聲音溫柔,猶如賢惠妻子侍奉丈夫,說完,把楊蓮亭放到床上,蓋好被子。
楊蓮亭不耐煩道:“大敵當前,快打發敵人再說。”
東方不敗連忙道:“好好,我這就幫你報仇。”說完轉過臉來,對著眾人。
東方不敗臉色變得深沉,眼睛從眾人身上掃過,輕聲說道:“我沒瘋!倒是你,任教主,既然已經從地牢裡出來,為何不找了個山清水秀的地方安享晚年,為何卻要來黑木崖送死呢?”
任我行哈哈一笑,道:“被你關了十二年,出來後不找你報仇,那還是我任我行嗎?”
東方不敗點點頭,一眼掃過眾人,隻有令狐易衝眼生,看到他手中的華山配劍,說道:“居然有華山派的少俠,怎麼跟魔教勾搭在一起?不怕你們嶽掌門執行門規嗎?哎呦,原來你跟盈盈這丫頭相處,倒是郎才女貌,不過,你看起來也不怎麼樣?不如我蓮弟帥氣?”
令狐易衝‘啊’了一聲,轉頭看了身邊的任盈盈一眼,心道,這小姑娘看上我了?
任盈盈臉上一紅,忙躲到任我行後麵。
令狐易衝有些心亂,勉強道:“這個……楊兄是比較威武帥氣,比我好看點。”
東方不敗喜道:“還是你有眼光,今天就饒你一命。”
身形一動,瞬間出現在任我行麵前。
任我行大吼一聲,一掌拍去,強勁無比的內力轟然炸開,瞬間把整個精舍的物事掃到一邊。
東方不敗一針刺入任我行的左眼皮,身子一扭,避開任我行掌力,到了上官雲麵前。
上官雲早已拔出單刀,不假思索揮刀砍來,東方不敗手中繡針一劃,把上官雲的右手劃斷,順手揮去,上官雲頭顱被切了下來,無頭身軀上,血液狂噴而出,東方不敗順手一拂,屍體飛到窗外去了。
令狐易衝被東方不敗的速度嚇了一跳,大喝一聲,長劍閃電般刺出十幾劍,把東方不敗擋了下來。

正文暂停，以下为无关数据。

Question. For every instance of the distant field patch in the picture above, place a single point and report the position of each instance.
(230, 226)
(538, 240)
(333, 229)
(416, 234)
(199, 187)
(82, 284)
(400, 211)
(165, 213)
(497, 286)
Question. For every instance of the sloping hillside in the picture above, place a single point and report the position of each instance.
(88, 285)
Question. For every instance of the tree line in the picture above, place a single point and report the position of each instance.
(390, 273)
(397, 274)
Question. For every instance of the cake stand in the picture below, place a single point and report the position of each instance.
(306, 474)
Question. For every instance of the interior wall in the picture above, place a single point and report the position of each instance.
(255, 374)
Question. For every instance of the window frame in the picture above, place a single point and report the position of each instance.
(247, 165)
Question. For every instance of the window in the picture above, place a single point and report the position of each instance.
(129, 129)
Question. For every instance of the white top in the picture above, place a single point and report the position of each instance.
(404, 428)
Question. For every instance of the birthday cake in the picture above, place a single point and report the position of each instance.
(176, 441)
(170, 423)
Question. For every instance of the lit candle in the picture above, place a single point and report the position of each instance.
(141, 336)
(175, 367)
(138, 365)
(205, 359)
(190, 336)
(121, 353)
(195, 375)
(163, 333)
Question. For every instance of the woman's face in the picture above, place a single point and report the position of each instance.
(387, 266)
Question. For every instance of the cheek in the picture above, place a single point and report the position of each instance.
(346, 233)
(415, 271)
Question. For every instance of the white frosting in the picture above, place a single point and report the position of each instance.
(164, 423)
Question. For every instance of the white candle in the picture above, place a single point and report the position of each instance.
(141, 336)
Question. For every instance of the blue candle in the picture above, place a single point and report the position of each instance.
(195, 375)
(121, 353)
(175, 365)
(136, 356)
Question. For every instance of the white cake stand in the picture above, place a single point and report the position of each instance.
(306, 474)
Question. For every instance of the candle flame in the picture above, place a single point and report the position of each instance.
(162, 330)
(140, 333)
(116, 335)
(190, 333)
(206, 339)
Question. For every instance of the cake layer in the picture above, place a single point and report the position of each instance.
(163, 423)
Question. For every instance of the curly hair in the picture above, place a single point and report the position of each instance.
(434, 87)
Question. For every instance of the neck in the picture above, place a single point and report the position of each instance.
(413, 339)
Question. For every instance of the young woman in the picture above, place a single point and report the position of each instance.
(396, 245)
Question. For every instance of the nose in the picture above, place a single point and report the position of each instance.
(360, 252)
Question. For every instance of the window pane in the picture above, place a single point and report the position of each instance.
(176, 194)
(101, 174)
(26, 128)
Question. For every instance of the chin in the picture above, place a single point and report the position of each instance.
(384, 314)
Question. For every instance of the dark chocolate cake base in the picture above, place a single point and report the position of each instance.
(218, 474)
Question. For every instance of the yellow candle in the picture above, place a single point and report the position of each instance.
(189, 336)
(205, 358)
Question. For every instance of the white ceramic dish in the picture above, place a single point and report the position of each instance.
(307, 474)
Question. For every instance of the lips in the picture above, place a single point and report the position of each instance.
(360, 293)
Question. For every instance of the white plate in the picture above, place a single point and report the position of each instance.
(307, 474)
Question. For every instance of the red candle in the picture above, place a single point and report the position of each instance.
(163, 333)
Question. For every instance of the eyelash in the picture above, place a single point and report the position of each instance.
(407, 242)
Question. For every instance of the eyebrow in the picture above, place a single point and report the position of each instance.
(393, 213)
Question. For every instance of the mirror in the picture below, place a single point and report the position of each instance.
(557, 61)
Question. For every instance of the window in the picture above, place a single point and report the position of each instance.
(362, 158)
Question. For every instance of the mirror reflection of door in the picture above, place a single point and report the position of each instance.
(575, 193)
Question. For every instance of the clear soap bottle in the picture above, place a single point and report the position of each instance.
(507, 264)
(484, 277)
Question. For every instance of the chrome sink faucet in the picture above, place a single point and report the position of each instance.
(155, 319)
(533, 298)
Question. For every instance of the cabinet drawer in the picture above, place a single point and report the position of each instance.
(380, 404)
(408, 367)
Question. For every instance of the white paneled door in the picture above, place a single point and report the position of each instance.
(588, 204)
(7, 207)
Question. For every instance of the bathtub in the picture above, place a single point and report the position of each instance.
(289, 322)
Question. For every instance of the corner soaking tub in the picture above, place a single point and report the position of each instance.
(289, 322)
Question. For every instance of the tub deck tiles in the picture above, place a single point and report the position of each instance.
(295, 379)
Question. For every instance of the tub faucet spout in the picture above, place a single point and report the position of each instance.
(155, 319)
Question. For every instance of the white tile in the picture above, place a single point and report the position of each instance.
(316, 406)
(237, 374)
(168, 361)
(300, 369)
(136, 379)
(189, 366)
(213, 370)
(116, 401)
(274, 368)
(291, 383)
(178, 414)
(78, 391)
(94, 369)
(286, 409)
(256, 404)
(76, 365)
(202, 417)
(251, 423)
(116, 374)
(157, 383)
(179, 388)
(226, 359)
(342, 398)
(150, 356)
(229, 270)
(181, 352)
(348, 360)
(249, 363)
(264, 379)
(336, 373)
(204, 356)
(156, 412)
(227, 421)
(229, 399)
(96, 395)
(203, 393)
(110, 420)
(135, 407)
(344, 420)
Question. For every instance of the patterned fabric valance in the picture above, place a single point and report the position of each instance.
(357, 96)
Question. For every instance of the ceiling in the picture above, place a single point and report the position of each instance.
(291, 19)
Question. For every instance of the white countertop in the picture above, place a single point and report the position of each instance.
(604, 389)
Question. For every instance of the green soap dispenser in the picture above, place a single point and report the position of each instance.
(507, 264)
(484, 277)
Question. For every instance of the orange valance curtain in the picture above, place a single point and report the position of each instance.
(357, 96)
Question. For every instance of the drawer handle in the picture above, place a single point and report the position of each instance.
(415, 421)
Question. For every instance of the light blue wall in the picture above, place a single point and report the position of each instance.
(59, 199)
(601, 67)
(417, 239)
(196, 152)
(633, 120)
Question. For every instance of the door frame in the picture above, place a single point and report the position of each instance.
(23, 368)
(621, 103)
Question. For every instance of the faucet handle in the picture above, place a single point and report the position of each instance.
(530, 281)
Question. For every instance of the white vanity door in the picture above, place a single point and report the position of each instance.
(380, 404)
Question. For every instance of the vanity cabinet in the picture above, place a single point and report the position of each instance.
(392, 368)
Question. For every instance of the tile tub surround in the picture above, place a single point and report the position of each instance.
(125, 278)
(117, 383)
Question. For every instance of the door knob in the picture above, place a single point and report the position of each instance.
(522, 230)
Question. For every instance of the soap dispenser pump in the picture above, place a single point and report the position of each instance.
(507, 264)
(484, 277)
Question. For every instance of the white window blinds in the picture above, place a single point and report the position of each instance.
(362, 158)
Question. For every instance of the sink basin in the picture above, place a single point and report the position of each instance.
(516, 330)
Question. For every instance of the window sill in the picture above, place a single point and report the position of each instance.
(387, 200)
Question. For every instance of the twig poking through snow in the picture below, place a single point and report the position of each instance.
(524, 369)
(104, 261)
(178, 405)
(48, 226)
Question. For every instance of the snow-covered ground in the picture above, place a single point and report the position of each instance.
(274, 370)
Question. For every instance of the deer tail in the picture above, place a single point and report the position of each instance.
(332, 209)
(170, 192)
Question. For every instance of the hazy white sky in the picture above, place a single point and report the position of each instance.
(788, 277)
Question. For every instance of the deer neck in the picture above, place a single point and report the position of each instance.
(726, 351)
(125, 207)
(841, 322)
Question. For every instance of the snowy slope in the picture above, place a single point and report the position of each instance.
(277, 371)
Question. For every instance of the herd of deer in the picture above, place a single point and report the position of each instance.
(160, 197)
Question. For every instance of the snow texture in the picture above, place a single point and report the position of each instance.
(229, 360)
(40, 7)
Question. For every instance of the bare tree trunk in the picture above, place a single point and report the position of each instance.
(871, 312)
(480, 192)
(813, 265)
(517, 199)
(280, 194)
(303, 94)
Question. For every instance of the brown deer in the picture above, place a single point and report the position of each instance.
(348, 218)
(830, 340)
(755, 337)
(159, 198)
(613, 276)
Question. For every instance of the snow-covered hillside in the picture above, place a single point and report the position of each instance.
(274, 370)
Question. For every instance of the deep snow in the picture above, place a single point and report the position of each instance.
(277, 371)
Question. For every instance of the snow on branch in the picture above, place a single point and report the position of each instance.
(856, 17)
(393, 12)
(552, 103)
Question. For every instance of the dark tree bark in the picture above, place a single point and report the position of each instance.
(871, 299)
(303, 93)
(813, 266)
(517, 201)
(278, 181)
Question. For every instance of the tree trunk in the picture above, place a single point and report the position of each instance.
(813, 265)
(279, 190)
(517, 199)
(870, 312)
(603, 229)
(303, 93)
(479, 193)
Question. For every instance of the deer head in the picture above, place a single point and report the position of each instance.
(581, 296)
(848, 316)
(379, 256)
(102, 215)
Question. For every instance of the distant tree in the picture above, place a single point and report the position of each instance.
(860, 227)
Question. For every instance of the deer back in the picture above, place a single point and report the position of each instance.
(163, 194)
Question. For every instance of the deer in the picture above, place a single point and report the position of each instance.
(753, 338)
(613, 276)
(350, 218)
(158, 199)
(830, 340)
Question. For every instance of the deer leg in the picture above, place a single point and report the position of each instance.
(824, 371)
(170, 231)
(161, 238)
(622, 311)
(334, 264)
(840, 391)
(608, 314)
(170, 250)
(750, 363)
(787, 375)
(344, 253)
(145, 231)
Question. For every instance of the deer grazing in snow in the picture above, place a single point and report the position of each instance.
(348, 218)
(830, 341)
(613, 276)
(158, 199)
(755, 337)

隻瞬間,任我行就被刺中一眼,上官雲身死,神教眾人才記起,眼前這個人,可是雄踞武林第一十多年之久的恐怖人物,紛紛提起武器,內力運至極致,如臨大敵看著東方不敗。
任我行的左眼慢慢冒著血液,卻顯得可怕的冷靜,慢慢抽出長劍,道:“東方勝,恭喜你,終於煉成葵花寶典了!”